Election 1944: FDR and Philadelphia (9-17-44)

The Pittsburgh Press (September 17, 1944)

americavotes1944

Taylor: FDR and Philadelphia

By Robert Taylor, Press Washington correspondent

Philadelphia, Pennsylvania –
Republican state campaign planners view Philadelphia as the No. 1 battleground of the Dewey-Roosevelt campaign and a good part of their effort will be devoted to cutting down the Roosevelt majority of the last two campaigns.

Unlike Allegheny County, which gives Democrats local offices and votes Democratic in state elections, Philadelphia is Republican territory. The New Deal sweep never engulfed its city administration or its principal county offices. Philadelphia votes Republican, although by small margins, in state elections.

Of five million potential voters in Pennsylvania, about one million are in Philadelphia and any success in stemming the Roosevelt vote here will enhance the chances of the small but numerous up-state counties of producing enough Republican votes to put the slate in the Dewey column.

The city has a checkered political record. It missed the New Deal bandwagon when it started out in 1932 by giving Herbert Hoover 70,816 majority out of nearly 600,000 votes, while Allegheny County was giving Mr. Roosevelt a majority of 37,500.

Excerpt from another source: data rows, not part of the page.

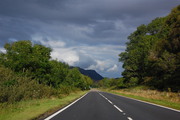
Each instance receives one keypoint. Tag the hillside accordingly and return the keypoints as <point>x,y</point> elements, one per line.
<point>90,73</point>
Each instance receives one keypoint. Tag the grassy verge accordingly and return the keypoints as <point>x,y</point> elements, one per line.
<point>167,99</point>
<point>27,110</point>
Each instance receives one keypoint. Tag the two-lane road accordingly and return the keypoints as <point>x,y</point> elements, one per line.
<point>105,106</point>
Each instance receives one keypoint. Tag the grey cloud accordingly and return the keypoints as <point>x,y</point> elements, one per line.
<point>87,30</point>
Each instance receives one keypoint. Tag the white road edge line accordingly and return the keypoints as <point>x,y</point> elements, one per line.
<point>48,118</point>
<point>110,101</point>
<point>129,118</point>
<point>147,102</point>
<point>118,108</point>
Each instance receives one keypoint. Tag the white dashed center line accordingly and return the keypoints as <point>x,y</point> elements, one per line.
<point>129,118</point>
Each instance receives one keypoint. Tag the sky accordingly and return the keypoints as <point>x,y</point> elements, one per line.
<point>86,33</point>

City stays Republican otherwise

Philadelphia made up for it later, however, by giving Mr. Roosevelt a majority of 209,876 in 1936, when he carried the state by 663,483, and producing 177,271 votes of the 1940 Roosevelt majority in the state of 281,187.

Meanwhile, the city remained safely Republican for local offices and gave small majorities to Republican candidates for Governor in 1934 and 1938, Two years ago, it split its vote for Governor: 317,962 for Governor Martin and 317,805 for F. Clair Ross – a majority of 157 for Mr. Martin.

Philadelphia’s powerful Republican organization – fed on City Hall patronage, political favors and ample campaign funds – is still intact and unregenerate, despite its inability to stem the New Deal tide in presidential years. Even in depression years, the city administration never sponsored any WPA projects, and remained bitterly anti-New Deal.

The organization’s job will be to counteract, if possible, the demonstrated appeal of the President for the city’s huge total of industrial workers, who are willing enough to go along with the organization in off years, but swing to FDR when his name appears on the ballot.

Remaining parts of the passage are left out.